Talak (yang dapat dirujuki) dua kali. Setelah itu boleh rujuk lagi dengan cara yang ma’ruf atau menceraikan dengan cara yang baik…
(Qs. Al-Baqarah [2] ayat 229)

Dalam hadits Nabi yang diriwayatkan oleh Ibnu Majah dan Abu Daud dari Ibnu Umar berikut:
عن إبن عمر رضي الله تعـالى عنهمـا قـال؛ قـال رسول الله صلى الله عليه وسلم أبغض الحلال إلى لله الطلاق
{رواه أبو داود وإبن مـاجة وصححه الحـاكم؛ ورجح أبو حـاتم إرسـاله}
Dari Ibnu Umar R.A., beliau berkata; bersabda Rasulullah SAW; perbuatan halal yang paling dibenci Allah adalah talaq.
(H.R. Abu Daud dan Ibn Majah, dinilai shahih oleh al-Hakim, Abu Hatim menguatkan mursalnya).

Hadits di atas secara tidak langsung menjelaskan bahwa dalam perbuatan yang halal itu terdapat beberapa perbuatan yang dimurkai oleh Allah SWT dan sesungguhnya perbuatan yang paling dimurkai oleh Allah SWT itu adalah talak. Kata “dibenci” adalah perkataan berbentuk majaz yang maksudnya: tidak mendapat pahala, tidak ada pendekatan diri kepada Allah SWT dalam perbuatan itu. Hadits ini mengandung makna sebaiknya menghindari perbuatan talak selama masih ada jalan keluarnya .

Ayat dan hadits di atas menunjukkan adanya hukum talak menurut ajaran Islam.
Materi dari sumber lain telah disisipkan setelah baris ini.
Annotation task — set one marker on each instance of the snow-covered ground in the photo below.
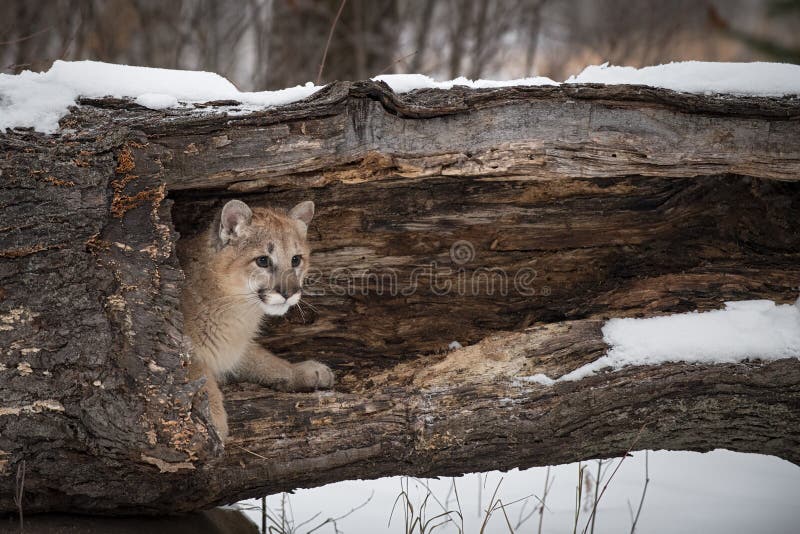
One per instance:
(39, 99)
(717, 492)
Tentang adanya hukum talak ini, para ulama mengakuinya dan tidak terdapat ikhtilaf di antara mereka .
Talak bukanlah suatu hal yang digemari dalam Islam, namun apabila sudah tidak bisa dihindari lagi, Islam menganjurkan agar suami menjatuhkan talak. Walaupun hukum dasar adanya talak itu adalah makruh, namun meninjau dari beberapa keadaan dan kondisi tertentu, maka hukum talak ada beberapa macam;
1. Nadab atau sunnah
Apabila dalam keadaan rumah tangga yang sudah tidak dapat lagi dilanjutkan. Seandainya masih dipertahankan, akan menimbulkan kemudharatan yang besar.
2. Mubah atau boleh
Apabila memang perlu ada perceraian namun dengan syarat tidak ada pihak yang dirugikan dan manfaatnya pun terlihat.
3. Wajib atau mesti dilakukan
Apabila seseorang telah bersumpah tidak akan menggauli istrinya sampai batas waktu tertentu, sedangkan ia juga tidak mau membayar kafarat sumpah agar ia dapat bergaul dengan istrinya. Hal ini sangat merugikan istri.
4. Haram
Apabila sang istri berada dalam keadaan haid atau dalam masa suci yang telah digauli .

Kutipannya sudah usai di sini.